TL really didn’t know why he’d gotten off the bus. He felt something in his heart and he followed it, thank God, but he never could’ve imagined what he was about to encounter.

The heart can be tricky, you know. It’ll tell you what to do, and it’ll be right, but it won’t tell you the pain you’re going to experience. Or how to heal from it after it’s all said and done.

Like I said before, there are things TL doesn’t know, things that would crush him if he knew, but you, reader, need to know. You’re like me—we see it all, sitting high and lifted up, but most people can’t bear such weight. It’s the weight of truth. It burdens them down and destroys their imagination. That’s all truth really is, huh? Imagination? So I’ve been sent to fill the empty spaces, to tell you what you need to know in order to fully understand this story. And to make sure my brother doesn’t miss his destiny along the way.

I’ll start by saying this: When TL left years ago, I thought I’d die. I stood at the screen, watching him disappear down the road until he vanished into a future I would never know. I was seven, a chubby little kid who couldn’t figure out how to get my joy back. Days after he left, I kept looking down the road, hoping he’d forgotten something so he’d return, if only for a moment. My spirit lost its spunk. I couldn’t seem to find happiness anywhere I searched. I suppose I was depressed, but I didn’t know it then. I simply knew I had no motivation to do anything. I wanted to cry, but the tears wouldn’t come. I had that deep down pain, the kind that eases into your pores and settles like a salve. The best I could do was hope. Each morning, I ran to the screen and looked for him, but the sun always set without his return.

I wasn’t angry with TL; I knew why he’d left. It was Daddy I didn’t understand. Why had he been so hard on the boy? I asked him once and he told me to mind my own business. Said I didn’t know nothin’ ’bout raisin’ a man, so I should keep my mouth shut. I never asked again. I just loved my brother as hard as I could. He loved me, too. That’s why he had to leave—’cause a man wasn’t supposed to love like that, and TL was almost a man.

I didn’t talk for a week.
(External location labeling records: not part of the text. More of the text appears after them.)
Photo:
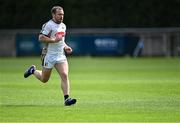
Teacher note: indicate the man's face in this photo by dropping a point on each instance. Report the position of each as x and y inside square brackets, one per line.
[58, 16]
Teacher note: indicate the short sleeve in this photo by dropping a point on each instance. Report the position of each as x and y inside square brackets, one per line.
[45, 29]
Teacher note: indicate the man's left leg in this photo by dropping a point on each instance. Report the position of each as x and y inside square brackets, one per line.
[62, 69]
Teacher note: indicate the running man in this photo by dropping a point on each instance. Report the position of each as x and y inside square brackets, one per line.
[53, 54]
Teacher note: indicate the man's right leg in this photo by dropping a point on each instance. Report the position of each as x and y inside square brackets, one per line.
[43, 75]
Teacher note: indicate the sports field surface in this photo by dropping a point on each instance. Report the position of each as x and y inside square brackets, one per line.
[107, 89]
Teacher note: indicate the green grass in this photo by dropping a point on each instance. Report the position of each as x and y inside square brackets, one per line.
[107, 90]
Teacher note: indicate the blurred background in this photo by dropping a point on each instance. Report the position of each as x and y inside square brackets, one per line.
[94, 27]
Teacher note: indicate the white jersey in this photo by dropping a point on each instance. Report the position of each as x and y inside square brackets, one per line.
[52, 29]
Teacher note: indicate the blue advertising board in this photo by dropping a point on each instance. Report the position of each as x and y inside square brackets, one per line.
[94, 45]
[28, 45]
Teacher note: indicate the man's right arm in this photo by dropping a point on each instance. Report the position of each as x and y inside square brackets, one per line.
[46, 39]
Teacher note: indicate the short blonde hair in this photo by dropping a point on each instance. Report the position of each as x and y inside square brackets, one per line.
[54, 8]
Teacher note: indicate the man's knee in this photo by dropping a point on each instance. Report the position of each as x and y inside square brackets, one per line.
[64, 75]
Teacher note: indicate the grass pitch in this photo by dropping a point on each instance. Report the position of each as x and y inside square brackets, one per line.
[107, 90]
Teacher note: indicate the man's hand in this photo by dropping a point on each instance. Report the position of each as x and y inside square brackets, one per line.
[68, 49]
[58, 38]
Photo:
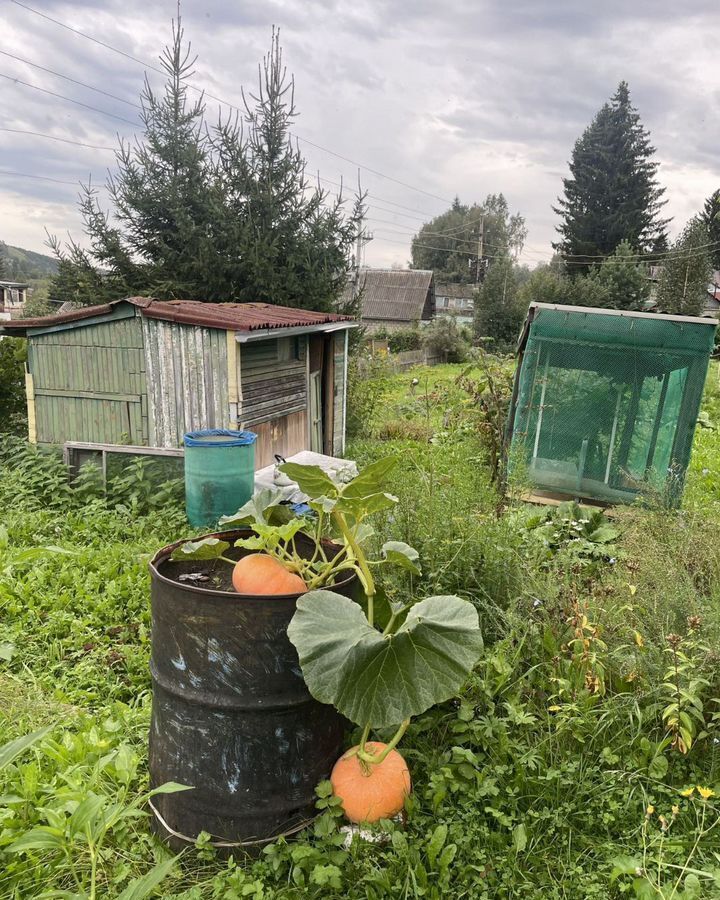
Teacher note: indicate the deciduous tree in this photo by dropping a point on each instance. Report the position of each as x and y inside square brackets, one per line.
[499, 309]
[711, 217]
[449, 243]
[686, 272]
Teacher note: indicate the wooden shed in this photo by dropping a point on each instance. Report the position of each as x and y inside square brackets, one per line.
[143, 372]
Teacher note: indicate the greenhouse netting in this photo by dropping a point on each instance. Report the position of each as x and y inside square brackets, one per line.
[605, 401]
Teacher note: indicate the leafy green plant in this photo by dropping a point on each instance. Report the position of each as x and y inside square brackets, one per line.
[683, 687]
[377, 678]
[490, 394]
[585, 533]
[276, 529]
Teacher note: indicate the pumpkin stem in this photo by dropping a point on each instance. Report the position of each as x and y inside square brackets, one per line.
[371, 760]
[365, 573]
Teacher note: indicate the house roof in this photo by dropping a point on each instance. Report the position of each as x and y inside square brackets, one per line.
[458, 291]
[395, 294]
[246, 317]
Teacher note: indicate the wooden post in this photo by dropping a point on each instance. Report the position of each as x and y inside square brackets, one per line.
[656, 424]
[32, 418]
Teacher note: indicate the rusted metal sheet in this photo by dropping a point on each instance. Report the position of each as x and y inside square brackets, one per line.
[89, 383]
[187, 377]
[227, 316]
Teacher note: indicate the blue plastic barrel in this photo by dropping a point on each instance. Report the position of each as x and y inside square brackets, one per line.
[219, 473]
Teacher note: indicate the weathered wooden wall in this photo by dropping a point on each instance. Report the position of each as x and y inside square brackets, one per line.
[187, 377]
[88, 383]
[273, 384]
Momma whipped me for being ornery, as she called it, but I didn’t care. I needed my brother. He’d been my only friend. I could tell him anything. He even saw my imaginary friends! If I messed up my hair, he’d fix it better than Momma had it at first. I would’ve traded God for him. I knew TL. He touched me, hugged me, sang to me, and made me feel like I was the most special little girl in the whole world. God wasn’t so attentive.
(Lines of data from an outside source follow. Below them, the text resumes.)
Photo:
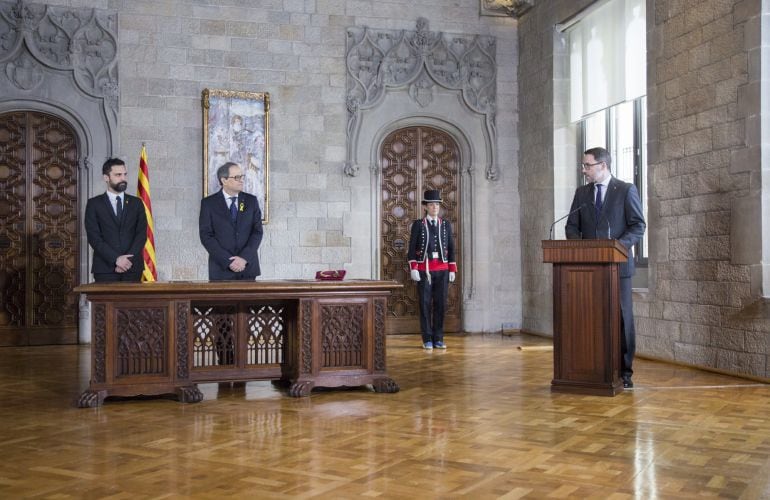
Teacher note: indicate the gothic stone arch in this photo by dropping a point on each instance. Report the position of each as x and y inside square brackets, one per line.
[64, 61]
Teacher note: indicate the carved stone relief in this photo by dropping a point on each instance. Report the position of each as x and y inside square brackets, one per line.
[512, 8]
[381, 60]
[37, 39]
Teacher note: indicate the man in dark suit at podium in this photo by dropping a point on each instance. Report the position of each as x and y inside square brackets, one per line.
[116, 227]
[230, 227]
[612, 209]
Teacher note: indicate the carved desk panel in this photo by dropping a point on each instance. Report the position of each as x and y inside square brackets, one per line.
[160, 338]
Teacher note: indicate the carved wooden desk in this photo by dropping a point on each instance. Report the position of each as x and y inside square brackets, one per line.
[159, 338]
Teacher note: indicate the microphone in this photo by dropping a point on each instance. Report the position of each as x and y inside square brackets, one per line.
[578, 209]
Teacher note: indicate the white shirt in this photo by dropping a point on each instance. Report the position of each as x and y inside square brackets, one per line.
[228, 200]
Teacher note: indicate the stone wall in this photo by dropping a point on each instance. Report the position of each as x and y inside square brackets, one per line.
[704, 305]
[170, 50]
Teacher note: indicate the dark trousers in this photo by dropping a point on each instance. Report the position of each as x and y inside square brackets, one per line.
[111, 277]
[432, 297]
[628, 331]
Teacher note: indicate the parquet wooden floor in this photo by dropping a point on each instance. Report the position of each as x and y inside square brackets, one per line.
[476, 421]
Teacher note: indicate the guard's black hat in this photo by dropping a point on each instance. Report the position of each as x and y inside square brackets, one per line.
[431, 196]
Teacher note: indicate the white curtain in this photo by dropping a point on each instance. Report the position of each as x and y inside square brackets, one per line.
[607, 57]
But now I understand that it was all orchestrated. I’m on assignment, you could say. I’ll tell you other things as we go along, but I can’t tell you what TL will discover. That would be a violation of realms. My job is to make sure he makes it. That’s why I came. He loved me then; I love him now. And I can’t tell you why things happened the way they did. Even here, you don’t understand everything. You just see everything. Except the depth of a person’s heart. No one can go there. Not even God goes without an invitation, and few invite Him. So I’m gonna tell you not why things happened, but for what purpose. By the end you’ll know that, amidst all the craziness, there were no mistakes.